Comedy Central removes 'Daily Show' and 'Colbert Report' episodes from site


It's a good thing Jon Stewart is returning to “The Daily Show” once a week because episodes of the show when he first hosted it are suddenly much harder to find.

This week, Comedy Central pulled hundreds of episodes of the late-night show, along with other old shows like “The Colbert Report” that date back decades, from the network's website.

As of Wednesday, ComedyCentral.com hosted a complete archive of his late-night satirical shows, including episodes of “The Daily Show” dating back to 1999, when Stewart replaced Craig Kilborn as host (episodes of his version of the show were not in the archive) and the entire run of “The Colbert Report.”

But visitors to the site now find a message: “Although episodes of most Comedy Central series are no longer available on this website, you can watch Comedy Central through your TV provider. You can also sign up for Paramount+ to watch many seasons of Comedy Central shows.” The purge was first reported by latenighter.com.

But if parent company Paramount Global is trying to lure comedy fans to its streaming service, Paramount+, they might be disappointed to find that only the final two seasons of “The Daily Show” are available to stream — meaning no episodes from Trevor Noah’s time on the show from 2015 to 2022, or Stewart’s original tenure, from 1999 to 2015. “The Colbert Report,” which concluded in 2014, is not available on the service at all. Neither are “The Nightly Show With Larry Wilmore,” which took over the “Colbert Report” time slot in 2015, or “The Opposition With Jordan Klepper,” another late-night satirical show that aired from 2017 to 2018. Some clips from the series can be found on Comedy Central’s YouTube channels.

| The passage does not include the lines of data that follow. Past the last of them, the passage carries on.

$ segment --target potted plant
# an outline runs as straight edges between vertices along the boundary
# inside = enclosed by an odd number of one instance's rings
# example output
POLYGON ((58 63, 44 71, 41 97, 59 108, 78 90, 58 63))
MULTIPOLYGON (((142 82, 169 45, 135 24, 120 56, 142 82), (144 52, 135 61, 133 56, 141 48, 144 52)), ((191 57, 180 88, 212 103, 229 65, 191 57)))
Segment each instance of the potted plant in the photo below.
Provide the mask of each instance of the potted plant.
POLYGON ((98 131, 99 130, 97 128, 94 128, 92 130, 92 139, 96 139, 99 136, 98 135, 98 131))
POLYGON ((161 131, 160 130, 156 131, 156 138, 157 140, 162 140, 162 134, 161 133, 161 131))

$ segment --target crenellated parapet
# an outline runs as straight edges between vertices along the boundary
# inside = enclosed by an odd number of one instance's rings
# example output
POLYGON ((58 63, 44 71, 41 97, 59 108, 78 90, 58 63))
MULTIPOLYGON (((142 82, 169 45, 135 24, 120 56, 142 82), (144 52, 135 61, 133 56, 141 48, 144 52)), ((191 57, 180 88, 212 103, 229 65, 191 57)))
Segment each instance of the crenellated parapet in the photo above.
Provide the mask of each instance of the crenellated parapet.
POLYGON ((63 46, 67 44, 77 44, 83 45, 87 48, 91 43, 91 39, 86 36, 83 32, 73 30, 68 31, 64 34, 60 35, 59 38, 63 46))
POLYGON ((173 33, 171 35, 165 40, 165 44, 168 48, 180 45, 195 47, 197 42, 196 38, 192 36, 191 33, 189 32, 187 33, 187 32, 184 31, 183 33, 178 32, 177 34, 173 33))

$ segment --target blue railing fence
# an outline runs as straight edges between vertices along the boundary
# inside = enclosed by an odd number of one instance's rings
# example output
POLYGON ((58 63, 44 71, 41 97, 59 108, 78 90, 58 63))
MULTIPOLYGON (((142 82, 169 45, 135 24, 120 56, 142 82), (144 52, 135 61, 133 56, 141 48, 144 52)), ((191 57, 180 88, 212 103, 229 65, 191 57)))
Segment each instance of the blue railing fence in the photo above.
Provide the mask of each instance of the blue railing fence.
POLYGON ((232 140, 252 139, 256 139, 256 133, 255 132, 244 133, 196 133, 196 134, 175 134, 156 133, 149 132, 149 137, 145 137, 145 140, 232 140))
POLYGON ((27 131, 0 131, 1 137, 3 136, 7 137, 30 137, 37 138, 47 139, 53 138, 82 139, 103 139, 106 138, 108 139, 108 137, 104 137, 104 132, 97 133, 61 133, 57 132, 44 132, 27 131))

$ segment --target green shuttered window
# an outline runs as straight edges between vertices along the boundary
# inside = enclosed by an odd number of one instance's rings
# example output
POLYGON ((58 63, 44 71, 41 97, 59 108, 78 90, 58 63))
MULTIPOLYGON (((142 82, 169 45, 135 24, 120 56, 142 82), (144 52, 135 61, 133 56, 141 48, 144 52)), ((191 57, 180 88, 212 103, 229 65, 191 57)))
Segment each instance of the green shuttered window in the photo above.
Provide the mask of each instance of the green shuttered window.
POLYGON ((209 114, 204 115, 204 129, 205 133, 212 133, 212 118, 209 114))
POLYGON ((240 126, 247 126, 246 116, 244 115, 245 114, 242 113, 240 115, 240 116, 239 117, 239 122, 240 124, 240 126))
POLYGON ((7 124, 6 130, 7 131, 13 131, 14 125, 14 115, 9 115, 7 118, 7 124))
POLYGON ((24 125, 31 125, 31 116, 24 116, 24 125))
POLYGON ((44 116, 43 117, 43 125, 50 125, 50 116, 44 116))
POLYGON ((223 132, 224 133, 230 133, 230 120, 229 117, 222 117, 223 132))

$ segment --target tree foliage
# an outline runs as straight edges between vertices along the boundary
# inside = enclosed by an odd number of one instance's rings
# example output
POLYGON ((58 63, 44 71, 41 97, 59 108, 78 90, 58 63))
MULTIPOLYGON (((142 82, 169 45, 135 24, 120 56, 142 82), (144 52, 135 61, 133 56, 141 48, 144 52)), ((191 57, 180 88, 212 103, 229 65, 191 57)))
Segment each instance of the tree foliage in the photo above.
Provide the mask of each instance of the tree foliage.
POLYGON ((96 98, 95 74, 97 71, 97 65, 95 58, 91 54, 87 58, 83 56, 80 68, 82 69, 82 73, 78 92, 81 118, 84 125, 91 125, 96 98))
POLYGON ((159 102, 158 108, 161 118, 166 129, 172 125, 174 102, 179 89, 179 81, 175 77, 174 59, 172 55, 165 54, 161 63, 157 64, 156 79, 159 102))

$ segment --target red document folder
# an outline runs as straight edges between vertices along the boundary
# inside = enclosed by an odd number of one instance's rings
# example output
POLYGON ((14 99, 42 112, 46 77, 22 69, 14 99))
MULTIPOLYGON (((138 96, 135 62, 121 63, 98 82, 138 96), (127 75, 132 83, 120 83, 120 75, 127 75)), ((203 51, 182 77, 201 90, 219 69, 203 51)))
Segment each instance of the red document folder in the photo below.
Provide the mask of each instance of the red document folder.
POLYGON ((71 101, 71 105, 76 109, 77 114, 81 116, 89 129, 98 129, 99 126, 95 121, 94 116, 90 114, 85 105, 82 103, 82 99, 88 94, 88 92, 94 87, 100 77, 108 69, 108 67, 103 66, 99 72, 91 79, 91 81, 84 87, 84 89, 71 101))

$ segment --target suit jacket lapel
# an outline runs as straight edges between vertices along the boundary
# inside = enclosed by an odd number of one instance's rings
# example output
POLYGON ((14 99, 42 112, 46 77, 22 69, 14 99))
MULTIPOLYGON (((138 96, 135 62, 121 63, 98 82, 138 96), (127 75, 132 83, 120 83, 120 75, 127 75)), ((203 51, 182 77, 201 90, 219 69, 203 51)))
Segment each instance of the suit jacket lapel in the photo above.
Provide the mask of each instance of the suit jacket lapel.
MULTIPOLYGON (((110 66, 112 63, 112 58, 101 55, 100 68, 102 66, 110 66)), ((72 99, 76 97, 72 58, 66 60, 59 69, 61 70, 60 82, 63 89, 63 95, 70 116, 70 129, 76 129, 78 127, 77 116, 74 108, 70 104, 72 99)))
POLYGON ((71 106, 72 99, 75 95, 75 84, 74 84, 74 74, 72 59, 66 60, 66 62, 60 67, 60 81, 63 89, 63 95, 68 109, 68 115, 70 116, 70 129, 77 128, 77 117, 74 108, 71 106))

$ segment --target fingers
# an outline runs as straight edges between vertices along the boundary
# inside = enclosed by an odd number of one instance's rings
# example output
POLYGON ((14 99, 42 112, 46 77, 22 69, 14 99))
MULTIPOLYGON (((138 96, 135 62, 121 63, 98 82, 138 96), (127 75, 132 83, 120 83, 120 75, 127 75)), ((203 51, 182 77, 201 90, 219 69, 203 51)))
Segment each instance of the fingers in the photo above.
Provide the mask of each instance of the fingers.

Comedy Central did not respond to a request for comment on show availability.

The move comes amid a wave of cost-cutting at Paramount, which has faced sharply declining revenue and recently saw a potential sale to Skydance Media fall through. Other company websites have been destroyed in recent days. The MTV News website disappeared without warning from the Internet this week. Visitors to the site, which had been a rich trove of music and pop culture journalism and criticism for two decades, are now being redirected to MTV’s website.